Giri/haji who put the snake in the letterbox

Giri/haji who put the snake in the letterbox

Created by Humans’ Joe Barton and produced by the same company who made Chernobyl, to say Anglo-Japanese crime drama Giri/Haji was eagerly awaited is like saying chocolate is quite nice.

I’m a huge lover of the Japanese aesthetic and the country’s culture, so when it was announced that this was coming, I could hardly contain myself. I mean, what wasn’t to like? The neon-lit backstreets juxtaposed with the wet, miserable streets of London? A surly, taciturn old-school noir detective trudging both of those kinds of streets?

YES PLEASE.

And so it started in brilliant fashion, entirely justifying my excitement.

A Japanese man, stabbed to death in a London condo. This man’s murder had repercussions in Tokyo because it turns out that the dead man in London was Yakuza. Another man eating in a restaurant in Tokyo was subsequently gunned down spectacularly (as was half of the rest of eaters in the restaurant).

We were then introduced to Kenzo Mori (celebrated Japanese actor, Takehiro Hira), a quiet, stern-faced detective living with his family in a Tokyo apartment. His quiet demeanour, and the way he glided around both the chaos of family life (he lived with his wife and kids, including a sweet but delinquent teenage daughter, and his elderly bickering parents), made him instantly magnetic and he had real charisma. For an actor that wasn’t required to say much, you could tell he has skill.

His life was thrown into turmoil when he was paid a visit by a Mr Fukahara, the neighbourhood’s friendly Yakuza boss, who told him that the man who was killed in London was one of his men. Furthermore, he was killed by a special kind sword only used by Kenzo’s brother Yuto, who had been presumed dead.

Fukahara also admitted that it was ahe who ordered the Tokyo restaurant shooting. A revenge killing.

Yuto Mori was the black sheep of the family. We saw in flashback a weak young man, mixed up in all sorts but denying it all. So much so, in one scene we saw Kenzo help clean up a shooting for him so he could save his brother’s reputation and keep him out of jail.

Fukuhara, and Kenzo’s chief of police, urged him to go to London, find Yuto and bring him home – Fukahara wanted him so he could administer his own brand of justice, but the police chief wanted him for the traditional kind of justice.

What was apparent was that a gang war had been ignited, which meant extra pressure on Kenzo to find his brother quickly.

So off he went to London, and with that geographical switch came a change in tone (which is natural when you consider the two different cultures).

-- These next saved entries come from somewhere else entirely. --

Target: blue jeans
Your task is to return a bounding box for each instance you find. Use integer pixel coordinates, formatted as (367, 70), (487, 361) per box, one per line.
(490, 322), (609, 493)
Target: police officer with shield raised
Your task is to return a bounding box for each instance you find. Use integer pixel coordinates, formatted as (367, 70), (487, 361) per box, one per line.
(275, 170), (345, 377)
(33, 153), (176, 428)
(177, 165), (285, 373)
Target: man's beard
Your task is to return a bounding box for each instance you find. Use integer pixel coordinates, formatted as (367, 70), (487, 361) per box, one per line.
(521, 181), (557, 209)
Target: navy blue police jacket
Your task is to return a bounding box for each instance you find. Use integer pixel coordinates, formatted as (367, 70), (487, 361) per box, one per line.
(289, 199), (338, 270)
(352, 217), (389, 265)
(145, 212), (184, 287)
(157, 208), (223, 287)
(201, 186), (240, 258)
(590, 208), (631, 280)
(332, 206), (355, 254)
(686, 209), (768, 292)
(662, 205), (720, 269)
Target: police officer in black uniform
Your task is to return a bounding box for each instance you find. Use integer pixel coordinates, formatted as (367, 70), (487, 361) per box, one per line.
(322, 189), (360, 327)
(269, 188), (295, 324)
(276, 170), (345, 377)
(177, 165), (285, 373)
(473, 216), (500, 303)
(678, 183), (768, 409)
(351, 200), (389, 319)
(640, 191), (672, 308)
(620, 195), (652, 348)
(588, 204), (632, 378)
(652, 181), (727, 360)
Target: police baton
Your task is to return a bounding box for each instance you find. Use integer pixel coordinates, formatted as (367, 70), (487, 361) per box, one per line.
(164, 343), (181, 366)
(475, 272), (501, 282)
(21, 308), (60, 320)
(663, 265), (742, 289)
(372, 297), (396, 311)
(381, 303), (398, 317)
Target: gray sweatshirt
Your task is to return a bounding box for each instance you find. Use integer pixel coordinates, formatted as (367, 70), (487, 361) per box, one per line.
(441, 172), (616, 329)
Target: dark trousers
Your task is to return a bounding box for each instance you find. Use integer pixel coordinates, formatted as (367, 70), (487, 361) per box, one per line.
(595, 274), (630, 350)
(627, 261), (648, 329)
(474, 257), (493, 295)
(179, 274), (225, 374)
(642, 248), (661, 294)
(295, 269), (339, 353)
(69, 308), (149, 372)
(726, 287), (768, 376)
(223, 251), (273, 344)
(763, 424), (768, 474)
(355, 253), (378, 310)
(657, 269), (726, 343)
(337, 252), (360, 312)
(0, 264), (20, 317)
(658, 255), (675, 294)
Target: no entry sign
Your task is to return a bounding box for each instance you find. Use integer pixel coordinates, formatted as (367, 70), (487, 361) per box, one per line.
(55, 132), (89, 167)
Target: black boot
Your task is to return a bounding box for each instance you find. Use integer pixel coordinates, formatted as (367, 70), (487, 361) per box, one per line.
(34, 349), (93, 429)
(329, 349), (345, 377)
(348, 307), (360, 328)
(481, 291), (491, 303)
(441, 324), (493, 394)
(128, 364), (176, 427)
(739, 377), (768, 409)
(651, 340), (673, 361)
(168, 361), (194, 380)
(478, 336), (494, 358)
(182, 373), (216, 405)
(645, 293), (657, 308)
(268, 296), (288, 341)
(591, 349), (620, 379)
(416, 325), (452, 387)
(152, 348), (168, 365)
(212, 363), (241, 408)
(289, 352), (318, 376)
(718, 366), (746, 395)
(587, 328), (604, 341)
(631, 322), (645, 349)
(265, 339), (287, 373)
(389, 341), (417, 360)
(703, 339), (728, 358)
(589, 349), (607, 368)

Kenzo had been arranged a cover story: to live and attend crime classes (hosted by disenfranchised policewoman Sarah Weitzman (Kelly Macdonald)), while carrying out his search during downtime.

In a London pub, he met a gay sex worker called Rodney Leonard Yamaguchi, who he agreed to help if he helped him. Rodney was abrasive, charismatic and slightly unhinged, with failed relationships, drug use and abuse addling his brain.

And so an unlikely friendship was born – two mismatched men, adrift in a swirling metropolis.

Soon, half thanks to Rodney, Kenzo had found a club owned by Connor Abbott. There he heard a story about his brother. The way this story was told was remarkable – we switched to an animated segment, something which wouldn’t have felt out of place if it appeared in a Japanese anime.

It was fresh and vibrant, and an exciting way to present a flashback. In fact, the window dressing of this show – the flashbacks, the titles – were just great: a rampage of Japanese drums accompanied them and it had a slick style all of its own.

What was clear was that Yuto was now working for Abbott and that he had become some semi-mythical creature – a sword-wielding assassin who did not hesitate to kill all in his path.

This felt very different from the slightly vulnerable, feckless youth back in Tokyo. Perhaps a bit too different.

Yuto was now Abbot’s personal property, and Kenzo was warned to stay away.

He refused and the final scene saw an assassin’s rifle trained on Kenzo’s forehead.

So a lot to take in from this first episode, and some of it was amazing… but then some of it wasn’t. Some of the characterisation felt one-dimensional and cliched – especially when it came to Rodney and some of Sarah’s police colleagues – and tonally it felt a bit all over the shop. Even though Sarah had experienced sexual abuse by a fellow policeman, her dating life (including a date and sexual encounter with a hapless bearded man) was played for almost comic effect. As was Rodney’s broken life.

But I couldn’t take my eyes off Kenzo, and I love that he’s your old-fashioned noir detective in a foreign land searching for his brother.

I just hope it meshes better as the series evolves.